Lima meter sudah ku menjauh dari mereka, ku lihat mereka begitu dekat. Jadi Rey datang bukan untukku melainkan karena Shinta. Aku kecewa, ada apa denganku? Aku berjalan dengan penuh emosi, ku masuki kamar mandi wanita dan menatap wajahku di cermin. Apa yang ku pikirkan? Kenapa hatiku sakit? Padahal mereka sudah lama dalam hidupku, dan aku enjoy saja di dekat Rey dan Shinta. Batinku bertanya-tanya.
                Ku basuh mukaku dengan air, berusaha menenangkan hati dan pikiran. Saat ku keluar Rey menghadangku di depan pintu. Ku lihat Arman yang langsung pergi meninggalkan kami berdua, sialan Arman! Dia tahu aku cemburu dan mengadu pada Rey.
                “Lo cemburu?” tanya Rey tanpa basa-basi membuatku panik.
                “Terus lo peduli?” jawabku sekenanya.
Bodoh, sudah jelas terlihat aku cemburu jika jawabanku seperti itu. Aku pergi mengindarinya, tapi lenganku ditariknya dan memepetkan tubuhku di tembok. Sial sekali sekolah sepi karena ini jam belajar, tentu saja membuat Rey berani melakukan ini padaku. Jarak antara wajahku dan wajahnya terlalu dekat untuk sekedar bicara.

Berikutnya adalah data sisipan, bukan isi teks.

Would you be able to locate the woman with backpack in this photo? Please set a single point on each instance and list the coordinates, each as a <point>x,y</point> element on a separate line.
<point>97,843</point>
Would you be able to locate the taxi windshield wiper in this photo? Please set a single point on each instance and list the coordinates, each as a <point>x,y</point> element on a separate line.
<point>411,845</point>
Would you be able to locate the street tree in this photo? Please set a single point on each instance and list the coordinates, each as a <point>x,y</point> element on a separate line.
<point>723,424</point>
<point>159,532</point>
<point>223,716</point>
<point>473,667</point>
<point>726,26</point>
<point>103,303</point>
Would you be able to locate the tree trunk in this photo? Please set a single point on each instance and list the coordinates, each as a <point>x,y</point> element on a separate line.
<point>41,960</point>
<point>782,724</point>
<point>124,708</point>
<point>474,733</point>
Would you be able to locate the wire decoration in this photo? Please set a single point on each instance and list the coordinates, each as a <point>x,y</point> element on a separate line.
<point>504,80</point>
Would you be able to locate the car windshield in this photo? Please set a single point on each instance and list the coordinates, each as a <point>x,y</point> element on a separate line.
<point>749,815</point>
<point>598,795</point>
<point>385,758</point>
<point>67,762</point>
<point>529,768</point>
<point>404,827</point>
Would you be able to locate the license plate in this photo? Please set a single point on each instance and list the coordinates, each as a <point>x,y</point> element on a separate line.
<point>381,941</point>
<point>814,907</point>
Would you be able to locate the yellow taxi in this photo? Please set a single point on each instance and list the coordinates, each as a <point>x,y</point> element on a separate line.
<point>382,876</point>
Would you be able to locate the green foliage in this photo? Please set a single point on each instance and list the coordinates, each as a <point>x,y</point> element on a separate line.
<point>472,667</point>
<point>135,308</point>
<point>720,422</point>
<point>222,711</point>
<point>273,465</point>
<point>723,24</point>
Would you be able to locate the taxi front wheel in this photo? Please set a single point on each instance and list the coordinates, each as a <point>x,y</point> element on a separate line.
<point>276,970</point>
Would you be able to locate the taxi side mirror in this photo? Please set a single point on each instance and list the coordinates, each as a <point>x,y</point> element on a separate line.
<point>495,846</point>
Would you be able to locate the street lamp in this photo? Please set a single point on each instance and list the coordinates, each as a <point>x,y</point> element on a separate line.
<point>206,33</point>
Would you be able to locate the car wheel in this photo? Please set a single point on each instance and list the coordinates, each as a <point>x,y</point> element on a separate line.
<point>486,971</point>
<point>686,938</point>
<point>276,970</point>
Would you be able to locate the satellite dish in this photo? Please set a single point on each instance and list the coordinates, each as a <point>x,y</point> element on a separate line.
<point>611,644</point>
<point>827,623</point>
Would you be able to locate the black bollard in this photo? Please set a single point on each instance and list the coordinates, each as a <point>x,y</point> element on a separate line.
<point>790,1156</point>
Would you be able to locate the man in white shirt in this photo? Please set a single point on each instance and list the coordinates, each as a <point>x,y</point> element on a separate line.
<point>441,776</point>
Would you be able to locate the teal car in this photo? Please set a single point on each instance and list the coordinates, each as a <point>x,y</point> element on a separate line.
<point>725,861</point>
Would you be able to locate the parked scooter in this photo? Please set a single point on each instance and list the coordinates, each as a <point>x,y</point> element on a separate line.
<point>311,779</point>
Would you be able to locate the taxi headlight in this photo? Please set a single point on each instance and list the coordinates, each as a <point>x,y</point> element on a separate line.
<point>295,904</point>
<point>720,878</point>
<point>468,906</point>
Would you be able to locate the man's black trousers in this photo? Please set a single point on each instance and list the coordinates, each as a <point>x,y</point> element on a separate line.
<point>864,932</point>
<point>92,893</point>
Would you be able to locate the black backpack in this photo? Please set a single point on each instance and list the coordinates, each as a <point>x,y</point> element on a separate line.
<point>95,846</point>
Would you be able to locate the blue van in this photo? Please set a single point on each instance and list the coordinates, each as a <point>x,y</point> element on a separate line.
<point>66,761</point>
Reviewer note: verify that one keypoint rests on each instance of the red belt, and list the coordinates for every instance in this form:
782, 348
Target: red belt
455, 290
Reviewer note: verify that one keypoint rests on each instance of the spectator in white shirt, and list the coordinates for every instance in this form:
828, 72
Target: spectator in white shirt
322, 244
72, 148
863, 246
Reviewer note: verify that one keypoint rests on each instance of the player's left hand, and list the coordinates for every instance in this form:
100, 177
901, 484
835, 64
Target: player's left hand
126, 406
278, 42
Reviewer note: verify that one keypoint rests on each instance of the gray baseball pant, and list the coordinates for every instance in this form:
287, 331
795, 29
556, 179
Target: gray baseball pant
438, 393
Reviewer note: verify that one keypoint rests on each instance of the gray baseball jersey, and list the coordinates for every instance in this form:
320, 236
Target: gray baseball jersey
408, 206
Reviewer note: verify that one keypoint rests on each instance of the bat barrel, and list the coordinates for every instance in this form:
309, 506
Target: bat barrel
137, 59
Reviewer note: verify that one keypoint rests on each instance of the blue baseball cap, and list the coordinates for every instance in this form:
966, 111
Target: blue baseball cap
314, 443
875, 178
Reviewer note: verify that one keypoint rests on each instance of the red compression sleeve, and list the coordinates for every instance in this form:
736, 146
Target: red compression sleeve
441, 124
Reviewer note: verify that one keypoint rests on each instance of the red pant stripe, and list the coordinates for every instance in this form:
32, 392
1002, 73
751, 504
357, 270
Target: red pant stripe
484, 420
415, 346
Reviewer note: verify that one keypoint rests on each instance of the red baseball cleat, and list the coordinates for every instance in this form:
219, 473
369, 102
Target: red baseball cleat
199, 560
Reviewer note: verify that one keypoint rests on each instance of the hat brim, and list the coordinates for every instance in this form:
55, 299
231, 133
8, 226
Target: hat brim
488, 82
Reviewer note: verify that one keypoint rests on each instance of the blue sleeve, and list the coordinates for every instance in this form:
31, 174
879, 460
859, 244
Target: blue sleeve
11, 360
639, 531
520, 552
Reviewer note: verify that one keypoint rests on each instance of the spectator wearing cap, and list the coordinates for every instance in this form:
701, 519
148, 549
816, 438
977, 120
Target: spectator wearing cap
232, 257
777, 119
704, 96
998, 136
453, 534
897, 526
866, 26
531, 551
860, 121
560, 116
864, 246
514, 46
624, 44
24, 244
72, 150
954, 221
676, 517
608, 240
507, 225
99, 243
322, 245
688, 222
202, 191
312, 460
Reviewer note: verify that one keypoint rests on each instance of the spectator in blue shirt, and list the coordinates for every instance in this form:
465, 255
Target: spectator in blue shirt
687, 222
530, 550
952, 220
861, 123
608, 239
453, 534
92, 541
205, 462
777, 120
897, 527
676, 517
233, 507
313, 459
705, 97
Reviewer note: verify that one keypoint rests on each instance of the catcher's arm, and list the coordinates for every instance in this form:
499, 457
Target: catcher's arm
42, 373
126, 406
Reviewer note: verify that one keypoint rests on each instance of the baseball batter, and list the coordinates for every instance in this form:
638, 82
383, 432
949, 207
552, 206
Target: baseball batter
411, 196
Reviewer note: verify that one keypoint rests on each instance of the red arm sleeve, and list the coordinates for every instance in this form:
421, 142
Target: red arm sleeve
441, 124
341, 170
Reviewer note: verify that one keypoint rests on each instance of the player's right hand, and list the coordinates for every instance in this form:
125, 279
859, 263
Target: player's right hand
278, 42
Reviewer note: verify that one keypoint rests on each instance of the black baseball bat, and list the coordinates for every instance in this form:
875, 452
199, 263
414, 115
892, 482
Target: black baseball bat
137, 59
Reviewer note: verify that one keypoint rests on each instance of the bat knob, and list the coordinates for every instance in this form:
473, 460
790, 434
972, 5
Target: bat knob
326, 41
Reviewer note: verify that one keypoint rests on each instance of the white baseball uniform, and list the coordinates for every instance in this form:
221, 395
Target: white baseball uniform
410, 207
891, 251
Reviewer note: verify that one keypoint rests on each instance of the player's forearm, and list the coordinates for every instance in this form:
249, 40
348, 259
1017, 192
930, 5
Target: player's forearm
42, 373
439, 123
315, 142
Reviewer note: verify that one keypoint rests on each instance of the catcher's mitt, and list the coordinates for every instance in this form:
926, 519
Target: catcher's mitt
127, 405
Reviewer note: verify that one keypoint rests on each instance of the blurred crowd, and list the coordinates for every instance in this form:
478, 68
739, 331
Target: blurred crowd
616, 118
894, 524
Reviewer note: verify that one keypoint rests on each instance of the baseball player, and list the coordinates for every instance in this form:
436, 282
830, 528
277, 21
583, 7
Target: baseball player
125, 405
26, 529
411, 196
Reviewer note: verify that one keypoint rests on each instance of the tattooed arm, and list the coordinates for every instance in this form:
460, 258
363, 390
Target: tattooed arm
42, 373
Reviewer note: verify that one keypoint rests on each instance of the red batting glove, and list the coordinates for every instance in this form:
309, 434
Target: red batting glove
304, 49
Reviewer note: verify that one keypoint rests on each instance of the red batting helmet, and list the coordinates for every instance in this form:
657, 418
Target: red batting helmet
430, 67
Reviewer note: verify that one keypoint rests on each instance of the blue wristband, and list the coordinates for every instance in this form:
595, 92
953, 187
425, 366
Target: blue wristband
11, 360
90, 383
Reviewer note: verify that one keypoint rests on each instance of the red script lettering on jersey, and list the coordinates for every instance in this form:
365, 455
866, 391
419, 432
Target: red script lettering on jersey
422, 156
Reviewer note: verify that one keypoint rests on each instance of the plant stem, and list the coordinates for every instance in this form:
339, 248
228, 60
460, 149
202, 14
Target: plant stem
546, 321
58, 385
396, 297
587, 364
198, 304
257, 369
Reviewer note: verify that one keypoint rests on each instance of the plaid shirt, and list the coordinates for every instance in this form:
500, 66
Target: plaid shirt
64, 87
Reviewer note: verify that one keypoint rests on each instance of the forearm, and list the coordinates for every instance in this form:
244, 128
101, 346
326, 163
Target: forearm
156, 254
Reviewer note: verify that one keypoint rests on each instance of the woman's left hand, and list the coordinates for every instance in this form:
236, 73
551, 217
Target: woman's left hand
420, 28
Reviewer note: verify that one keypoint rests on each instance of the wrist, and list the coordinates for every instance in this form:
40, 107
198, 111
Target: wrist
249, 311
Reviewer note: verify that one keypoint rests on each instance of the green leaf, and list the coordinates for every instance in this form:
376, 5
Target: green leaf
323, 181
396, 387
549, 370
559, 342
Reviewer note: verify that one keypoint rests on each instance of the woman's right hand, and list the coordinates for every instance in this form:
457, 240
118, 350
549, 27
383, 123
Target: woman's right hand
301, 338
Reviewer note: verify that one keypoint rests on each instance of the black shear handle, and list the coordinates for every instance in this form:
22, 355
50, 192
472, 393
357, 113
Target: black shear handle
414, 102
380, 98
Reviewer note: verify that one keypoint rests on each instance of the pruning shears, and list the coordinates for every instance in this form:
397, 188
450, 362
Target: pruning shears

                “Mau apa lo?” tanyaku sedikit takut jika dia merasakan debar jantungku yang keras.
Bukannya pergi, Rey lebih mendekatkan wajahnya padaku. Lama-lama seluruh tubuhku mendidih jika begini. Tak sanggup melepas tahanan Rey pada tubuhku, aku hanya mampu menutup mataku. Dan sebuah kecupan lembut mendarat di dahiku. Maaf bukan seperti yang kalian pikirkan lho.
                “Kamu sakit? Dahi kamu panas. Aku antar pulang ya?”ucap Rey padaku tiba-tiba.
                “E....Enggak kok. Gue cuma cape. Lo pulang bareng Shinta aja.” Jawabku segera meninggalkan Rey yang kebingungan. Apa-apaan dia barusan? Bodoh! Mungkinkah ini cinta? Rey itu cakep, tinggi ideal, rambutnya yang rapih seperti Fandy Christian. Tapi Rey adalah sahabat terbaikku, diapun milik Shinta. Akan lebih menyakitkan bila ku biarkan hati ini berkembang. Aku ingin diriku yang dahulu.
_***_

                “Vey, gue diputusin Shinta. Bantu gue, lo tau gue sayang banget sama dia.” Ucap Rey padaku di malam hari yang sunyi di teras rumahku.
                “Kenapa bisa putus?” tanyaku sedikit sedih namun senang juga mendengarnya. Yah, hatiku tidak bisa kembali.
                “Karena gue terlalu dekat sama lo. Bantu gue Vey, please.” Pinta Rey dengan wajah yang begitu melas. Sungguh hati ini sakit, namun aku tak ingin melihat Rey seperti ini. Akhirnya aku menyetujui untuk membantunya, setelah 2 hari aku terus berjuang memohon pada Shinta untuk kembali pada Rey, sampai aku minta maaf atas kesalahan Rey, Shinta pun kembali membuka hatinya. Dari dia aku tahu Rey pernah memiliki perasaan padaku yang membuat Shinta memutuskan Rey. Aku sungguh terkejut, tapi sialnya aku sudah terlambat, Shinta sudah percaya usahaku lebih cepat dari perkiraanku.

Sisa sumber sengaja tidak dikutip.